Alexander Wang’s long awaited debut for the house of Balenciaga made for a really impressive start. Wang presented a very grown-up collection and stayed true to the house’s heritage following Nicolas Ghequiere’s departure after 15 years at Balenciaga.
 
Alexander Wang took the show back to Balenciaga headquarters at Avenue George V. That was a highly symbolic move since the designer delved deep into the Balenciaga archives before creating this collection. The Balenciaga legacy was evident throughout the show with strong references to the rounded hems, the oblique shoulders and the cocoon silhouette. He “minimized everything passing the idea of Balenciaga across without being super precious about it” as Cathy Horyn of The New York Times put it.

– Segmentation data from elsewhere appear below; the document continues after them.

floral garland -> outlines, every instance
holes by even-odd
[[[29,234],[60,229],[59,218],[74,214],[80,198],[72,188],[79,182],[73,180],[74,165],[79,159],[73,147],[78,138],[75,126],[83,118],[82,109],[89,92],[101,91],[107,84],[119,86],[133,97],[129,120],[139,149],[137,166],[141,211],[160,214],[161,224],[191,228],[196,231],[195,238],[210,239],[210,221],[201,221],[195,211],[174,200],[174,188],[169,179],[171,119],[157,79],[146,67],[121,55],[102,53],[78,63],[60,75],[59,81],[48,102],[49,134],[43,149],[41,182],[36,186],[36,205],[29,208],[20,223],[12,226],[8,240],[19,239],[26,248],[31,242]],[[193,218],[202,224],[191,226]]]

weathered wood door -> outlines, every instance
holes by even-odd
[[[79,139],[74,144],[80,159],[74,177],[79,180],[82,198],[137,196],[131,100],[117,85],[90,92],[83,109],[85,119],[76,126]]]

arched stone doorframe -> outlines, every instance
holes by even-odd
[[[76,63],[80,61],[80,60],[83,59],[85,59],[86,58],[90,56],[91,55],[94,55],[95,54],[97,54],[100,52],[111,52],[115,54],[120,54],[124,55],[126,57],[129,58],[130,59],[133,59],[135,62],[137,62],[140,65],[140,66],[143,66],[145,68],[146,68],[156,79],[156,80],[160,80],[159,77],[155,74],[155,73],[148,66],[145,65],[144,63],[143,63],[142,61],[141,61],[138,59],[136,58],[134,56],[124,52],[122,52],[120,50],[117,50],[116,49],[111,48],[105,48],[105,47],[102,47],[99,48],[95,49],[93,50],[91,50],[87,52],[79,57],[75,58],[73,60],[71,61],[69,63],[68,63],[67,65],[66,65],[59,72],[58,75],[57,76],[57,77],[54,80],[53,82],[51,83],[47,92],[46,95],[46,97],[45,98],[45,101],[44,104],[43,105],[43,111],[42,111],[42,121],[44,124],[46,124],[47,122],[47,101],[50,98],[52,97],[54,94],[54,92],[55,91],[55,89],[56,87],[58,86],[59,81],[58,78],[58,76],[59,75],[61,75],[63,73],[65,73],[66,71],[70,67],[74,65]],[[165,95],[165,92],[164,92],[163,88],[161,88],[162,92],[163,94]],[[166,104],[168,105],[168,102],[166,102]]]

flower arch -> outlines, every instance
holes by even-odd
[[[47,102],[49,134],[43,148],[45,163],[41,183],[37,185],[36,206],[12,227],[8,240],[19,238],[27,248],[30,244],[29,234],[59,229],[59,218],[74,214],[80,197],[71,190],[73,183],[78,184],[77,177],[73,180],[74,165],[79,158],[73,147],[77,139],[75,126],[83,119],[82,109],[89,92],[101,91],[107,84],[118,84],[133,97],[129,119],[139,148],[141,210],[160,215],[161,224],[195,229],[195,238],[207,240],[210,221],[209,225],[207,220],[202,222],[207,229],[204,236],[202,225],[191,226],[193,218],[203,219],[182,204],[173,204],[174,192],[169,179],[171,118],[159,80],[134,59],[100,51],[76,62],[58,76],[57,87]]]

The catwalk was faux white marble with black veins. A pattern that was reproduced on the clothes and even on the shoes, also a slim black t-strap on shoes with deep toe-décolletage gave that sense marble cracks. Black and white was also dominant at the collection’s color palette. The fabrics and sartorial technique used were beautiful and it was obvious that Wang utilised all the technology he had in hand, for instance what gave the impression of cracked black leather was actually mohair knit.

Overall it was a very promising beginning from one of our favourite designers, “old Balenciaga done in a very contemporary way” were the words of Franca Sozzani of Vogue Italia right after the show.